4. Role and responsibility of users
Users of PaN facilities have a unique possibility to interact with RIs and amongst each other at a central point to create a common set of standards and tools required for a FAIR data research data lifecycle (Fig. 1) that is appropriate and robust. It is important that they engage with the facility and provide accurate information throughout the application, assessment and execution of the experiment including analysis during and after the experiment. The RIs can inform the users about best scientific practices and lead the way by providing the necessary tools for implementation. However, a scientifically useful implementation of the FAIR principles also needs a strong engagement of the users in the process of design, preparation and execution of an experiment at a PaN facility.
Users are specifically responsible for performing experiments (with varying levels of help from the instrument scientist), collecting data and ensuring the scientific quality of the data. Good scientific practice also entails that they provide correct and comprehensive metadata including sample information and a full description of analysis methods used to interpret the data. They are required to provide clear descriptive experimental proposals and deliver informative experimental reports. Related publications should follow the principle of best scientific practice, citing the DOI for the published data archived in the data repository and the experiment workflow and analysis pipeline. Here each author should have an ORCID identifier. The ongoing development of best practices should be included in the education of young researchers as an integral part of good scientific practice.
The main steps of the data lifecycle for facility users are shown in Fig. 1. It starts with the proposal describing the proper design of the experiment, considering the required sample environment, but also the optimum selection of parameters worth recording and depositing. While collecting data by an angular scan or recording a detector frame, for example (Fig. 1), the users ensure that metadata and other documents such as electronic logbooks record this other information and experiment descriptors which are not automatically captured by the RI during the experiment, and that these are as complete and correct as possible. These data are stored and archived. Here a proper sample identifier must be defined and listed in both the experimental logbook and in the metadata catalogue. Based on unified metadata schema, users need to define their specific metadata and provide good metadata for storage. This includes a description of the sample workflow including the history of how the sample was prepared for the experiment. It is important to capture the experimental workflow (experimental steps performed: sample cell descriptors if it is a user-designed cell, motor positions, specific runs and so on). Here, it is useful to indicate which data measured are worth storing (true results) or which data can be deleted because they are either related to, establish or verify the experimental setup, or are erroneous runs.
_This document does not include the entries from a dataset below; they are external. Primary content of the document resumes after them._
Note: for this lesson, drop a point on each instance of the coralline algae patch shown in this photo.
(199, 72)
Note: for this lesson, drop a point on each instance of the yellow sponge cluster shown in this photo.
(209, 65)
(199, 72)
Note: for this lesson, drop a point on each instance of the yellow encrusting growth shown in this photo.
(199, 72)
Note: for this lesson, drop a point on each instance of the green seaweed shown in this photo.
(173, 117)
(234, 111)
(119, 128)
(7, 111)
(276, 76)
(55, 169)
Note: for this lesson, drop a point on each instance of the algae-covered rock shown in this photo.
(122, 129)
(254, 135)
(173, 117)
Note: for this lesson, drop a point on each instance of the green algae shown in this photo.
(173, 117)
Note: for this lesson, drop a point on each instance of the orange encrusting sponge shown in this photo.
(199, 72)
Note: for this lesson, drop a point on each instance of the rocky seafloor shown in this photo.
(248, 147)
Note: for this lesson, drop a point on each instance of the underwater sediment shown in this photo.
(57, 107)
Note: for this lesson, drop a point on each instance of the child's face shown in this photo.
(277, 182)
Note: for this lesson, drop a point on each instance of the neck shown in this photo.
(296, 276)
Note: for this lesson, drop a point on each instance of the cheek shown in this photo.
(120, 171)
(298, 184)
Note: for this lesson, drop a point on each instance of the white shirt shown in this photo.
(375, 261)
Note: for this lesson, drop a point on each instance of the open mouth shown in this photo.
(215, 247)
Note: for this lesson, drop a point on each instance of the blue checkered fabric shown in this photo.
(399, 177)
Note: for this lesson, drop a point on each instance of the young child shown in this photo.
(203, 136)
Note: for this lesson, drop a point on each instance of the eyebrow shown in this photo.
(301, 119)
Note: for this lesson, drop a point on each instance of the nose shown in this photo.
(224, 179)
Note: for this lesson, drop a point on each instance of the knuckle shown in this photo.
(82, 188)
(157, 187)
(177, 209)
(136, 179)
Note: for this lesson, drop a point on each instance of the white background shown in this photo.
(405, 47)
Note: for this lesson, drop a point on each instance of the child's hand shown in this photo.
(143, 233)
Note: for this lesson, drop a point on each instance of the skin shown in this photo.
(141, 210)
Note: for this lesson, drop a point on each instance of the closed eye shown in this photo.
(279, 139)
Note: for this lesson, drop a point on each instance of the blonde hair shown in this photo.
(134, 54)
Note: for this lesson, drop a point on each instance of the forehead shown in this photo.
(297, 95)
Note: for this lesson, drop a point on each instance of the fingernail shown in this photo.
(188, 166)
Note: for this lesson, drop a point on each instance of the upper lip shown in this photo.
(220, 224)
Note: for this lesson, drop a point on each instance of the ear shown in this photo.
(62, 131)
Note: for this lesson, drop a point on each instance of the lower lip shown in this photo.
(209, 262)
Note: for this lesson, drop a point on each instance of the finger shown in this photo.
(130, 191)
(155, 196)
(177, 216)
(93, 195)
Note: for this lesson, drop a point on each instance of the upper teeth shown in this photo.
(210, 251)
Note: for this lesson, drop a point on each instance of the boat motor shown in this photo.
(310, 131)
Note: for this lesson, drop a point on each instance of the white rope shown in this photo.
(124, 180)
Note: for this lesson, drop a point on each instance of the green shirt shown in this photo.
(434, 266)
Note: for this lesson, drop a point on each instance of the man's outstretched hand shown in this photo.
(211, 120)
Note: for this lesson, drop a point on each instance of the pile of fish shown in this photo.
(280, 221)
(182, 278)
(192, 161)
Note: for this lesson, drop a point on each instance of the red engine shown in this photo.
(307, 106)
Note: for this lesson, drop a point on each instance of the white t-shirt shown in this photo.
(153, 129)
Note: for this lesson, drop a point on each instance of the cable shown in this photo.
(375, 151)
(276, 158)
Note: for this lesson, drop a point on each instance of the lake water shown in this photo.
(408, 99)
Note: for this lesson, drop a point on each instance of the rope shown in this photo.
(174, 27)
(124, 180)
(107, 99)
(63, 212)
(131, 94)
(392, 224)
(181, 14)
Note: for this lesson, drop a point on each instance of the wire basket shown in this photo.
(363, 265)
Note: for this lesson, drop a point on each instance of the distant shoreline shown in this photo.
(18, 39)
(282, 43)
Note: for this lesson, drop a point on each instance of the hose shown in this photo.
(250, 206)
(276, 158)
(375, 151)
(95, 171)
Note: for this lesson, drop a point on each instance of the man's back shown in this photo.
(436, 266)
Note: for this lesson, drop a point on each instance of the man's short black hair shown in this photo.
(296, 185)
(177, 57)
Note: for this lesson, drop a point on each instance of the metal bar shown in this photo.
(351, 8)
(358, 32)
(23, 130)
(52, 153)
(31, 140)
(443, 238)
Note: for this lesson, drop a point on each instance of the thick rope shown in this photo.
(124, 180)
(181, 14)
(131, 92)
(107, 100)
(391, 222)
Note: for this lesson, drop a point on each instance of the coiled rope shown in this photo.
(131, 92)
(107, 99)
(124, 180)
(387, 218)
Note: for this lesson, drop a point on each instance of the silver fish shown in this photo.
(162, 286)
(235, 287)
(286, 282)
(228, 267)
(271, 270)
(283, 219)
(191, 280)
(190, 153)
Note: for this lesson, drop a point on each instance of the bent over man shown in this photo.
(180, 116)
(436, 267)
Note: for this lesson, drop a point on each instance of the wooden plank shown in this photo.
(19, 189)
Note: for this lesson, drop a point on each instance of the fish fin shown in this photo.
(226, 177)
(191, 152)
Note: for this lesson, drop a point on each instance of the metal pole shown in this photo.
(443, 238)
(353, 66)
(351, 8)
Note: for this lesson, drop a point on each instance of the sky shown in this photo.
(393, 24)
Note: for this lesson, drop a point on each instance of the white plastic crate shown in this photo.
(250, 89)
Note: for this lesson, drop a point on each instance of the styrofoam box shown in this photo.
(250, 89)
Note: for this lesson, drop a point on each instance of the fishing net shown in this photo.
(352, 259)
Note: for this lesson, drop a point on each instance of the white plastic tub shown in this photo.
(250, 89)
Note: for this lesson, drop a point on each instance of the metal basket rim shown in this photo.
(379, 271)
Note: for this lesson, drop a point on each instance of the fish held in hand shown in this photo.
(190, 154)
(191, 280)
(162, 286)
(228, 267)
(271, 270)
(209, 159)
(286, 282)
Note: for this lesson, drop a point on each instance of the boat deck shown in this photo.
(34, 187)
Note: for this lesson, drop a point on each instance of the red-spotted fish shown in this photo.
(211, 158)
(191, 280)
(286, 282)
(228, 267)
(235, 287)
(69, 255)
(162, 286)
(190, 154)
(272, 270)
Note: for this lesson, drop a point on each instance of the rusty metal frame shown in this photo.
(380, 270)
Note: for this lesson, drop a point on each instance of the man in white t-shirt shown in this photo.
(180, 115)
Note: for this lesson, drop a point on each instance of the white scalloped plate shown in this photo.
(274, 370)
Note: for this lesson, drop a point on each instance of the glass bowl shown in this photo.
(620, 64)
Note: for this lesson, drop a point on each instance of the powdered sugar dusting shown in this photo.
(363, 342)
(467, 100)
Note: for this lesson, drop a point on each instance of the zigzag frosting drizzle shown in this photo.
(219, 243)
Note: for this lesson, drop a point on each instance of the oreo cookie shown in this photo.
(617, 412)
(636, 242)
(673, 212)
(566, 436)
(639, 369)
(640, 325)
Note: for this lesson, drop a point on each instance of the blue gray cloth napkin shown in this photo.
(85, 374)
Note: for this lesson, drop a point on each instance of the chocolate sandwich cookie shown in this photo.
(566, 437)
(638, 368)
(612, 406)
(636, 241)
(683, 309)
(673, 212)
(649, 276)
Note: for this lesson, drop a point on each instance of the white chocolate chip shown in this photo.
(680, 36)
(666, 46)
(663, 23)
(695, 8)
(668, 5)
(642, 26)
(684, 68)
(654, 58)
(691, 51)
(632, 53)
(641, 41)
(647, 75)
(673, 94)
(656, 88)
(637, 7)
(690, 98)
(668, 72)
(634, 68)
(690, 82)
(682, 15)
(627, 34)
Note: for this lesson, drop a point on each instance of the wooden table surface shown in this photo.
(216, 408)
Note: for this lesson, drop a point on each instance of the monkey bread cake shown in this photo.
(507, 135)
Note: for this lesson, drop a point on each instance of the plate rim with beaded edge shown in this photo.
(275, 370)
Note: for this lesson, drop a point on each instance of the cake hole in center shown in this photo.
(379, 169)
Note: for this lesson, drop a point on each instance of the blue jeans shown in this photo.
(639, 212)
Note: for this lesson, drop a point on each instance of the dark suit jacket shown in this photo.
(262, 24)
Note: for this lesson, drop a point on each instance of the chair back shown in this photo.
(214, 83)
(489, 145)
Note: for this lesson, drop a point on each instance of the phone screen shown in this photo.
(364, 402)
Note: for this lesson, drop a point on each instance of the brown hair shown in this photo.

This first curation of data and choice of deletion must also be visible in the metadata. Figures extracted from the raw data are also worth storing. During or after the experiment, users start to analyse data, either to verify expectation or to find out if the experimental parameters are or were properly selected to obtain the best data. Results of this analysis workflow need to be documented and the results need to be stored either in logbooks or as analysed data as the last step in the data curation. Finally, a digital object identifier (experiment DOI) for publication of relevant data and for the analysis pipeline has to be created and maintained.
In order to define best practices, the community needs to define the data formats (NeXus/HDF5) and develop a descriptive ontology of metadata based on community and facility standards as well as procedures for capturing the experimental workflow during an experiment or measurement. Experimental protocols and logs are considered essential for reproducibility of science. Logbooks and descriptions of the experimental workflow and of the analysis methods should be linked to the relevant experimental data. Analysis code should be openly available and usable at the beamline and from elsewhere. Acknowledgement of authorship is important and must be recorded in the metadata catalogue.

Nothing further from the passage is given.